Ibunya malah membuang muka "Sudah bagus dikasih tempat tinggal juga"
"Jangan bilang mewah kalau keadaannya seperti ini, Ibu tuh kayak orang miskin tahu ga sih tinggal di rumah mewah tapi anak sendiri ga keurus lihat tempat tidurnya begitu tidak laya, lemari butut gorden yang sudah sobek, apakah pantas untuk aku pakai sebagai anak kandung Ibu. Kenapa dulu ga Ibu kasih aja sih aku sama Ayah. Kenapa Ibu malah bawa aku, mungkin hidup aku ga akan hancur kayak gini kalau hidup sama Ayah, aku masih ada dan aku masih bisa bernafas dengan tenang" Nadia mengeluarkan semua unek-uneknya sebagai Nadira.
"Kamu ini ya kenapa sih ga pernah bisa berubah, ga pulang beberapa hari kata-katanya makin kasar saja "tangan Wulan hampir saja mengenai pipi Nadia, namun ditahan oleh Nadia lalu dihempaskan begitu saja dengan kasar.
"Jika Ibu baik padaku, aku tidak akan seperti ini kenapa Ibu lebih menyayangi anak tiri Ibu dibandingkan aku. Aku ini anak Ibu aku lahir dari rahimmu, tapi kenapa kamu memperlakukan aku begitu buruk bahkan tidak mau mendengar penjelasanku dan hanya mendengarkan penjelasan anak tirimu saja"
"Karena dia baik dan tidak ngelunjak seperti kamu Nadira, kamu ini nakal pulang malam baju kotor, bodoh kamu ini tidak ada yang bisa Ibu banggakan sama sekali"
"Karena aku bekerja Bu, aku kerja buat uang jajan, buat beli buku. Memangnya selama ini Ibu kasih uang buat aku, memangnya Ibu memfasilitasi aku Ibu cuma sekolahin aku aja di sana tanpa memberikan uang sama sekali. Memangnya aku ini robot, memangnya aku ini bukan manusia sampai-sampai Ibu tidak memberikan uang sepeser pun padaku. Bahkan Adrian dan juga Siska mereka punya kendaraan sendiri untuk pergi ke sekolah, sedangkan aku harus berusaha sendiri untuk pergi ke sekolah. Ibu bilang aku bodoh aku tidak punya waktu untuk belajar di rumah, aku sibuk bekerja di malam hari aku tidak waktu untuk belajar bahkan tidur pun rasanya masih kurang. Ibu terlalu sibuk dengan keluarga baru Ibu tanpa memikirkan aku yang tersakiti disini"
"Aku selalu memberi uang jajan padamu jangan mengada-ngada " Wulan cukup kaget dengan luapan amarah yang anaknya berikan, selama ini Wulan memberi uang jajan pada Nadira bahkan uang buku pun selalu Wulan titipkan pada Siska atau Adrian, Wulan sama sekali tak sekejam itu sampai tak memberi uang jajan.
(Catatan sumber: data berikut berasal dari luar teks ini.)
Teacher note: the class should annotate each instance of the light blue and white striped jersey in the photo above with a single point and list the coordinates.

"Tapi mana, apakah ada uang yang sampai padaku Ibu memberi kepada siapa. Kenapa tidak langsung pada aku, Ibu itu egois wanita paling egois Ibu selingkuh dari Ayah hanya untuk harta, meninggalkan Ayah terpuruk sendirian lalu mengambil aku untuk hidup dengan Ibu, tapi apakah aku diperlakukan dengan baik? Tidak sama sekali, bahkan memukulku, memarahiku, memakiku di depan banyak orang. Apakah ibu pernah memikirkan perasaan aku, aku malu di pukul dimarahi didepan banyak orang, tapi seperti Ibu memang tidak kasian padaku"
Wulan seperti kehabisan kata-kata Nadira sebelumnya tidak pernah meluapkan semua yang ada dalam hatinya. Nadira selalu diam menunduk saat dia marahi, saat dia pukul Nadira hanya diam dan menangis tapi sekarang yang Wulan lihat Nadira begitu berbeda. Wulan seperti tidak mengenal anaknya dia begitu berani dan bisa mengungkapkan segalanya.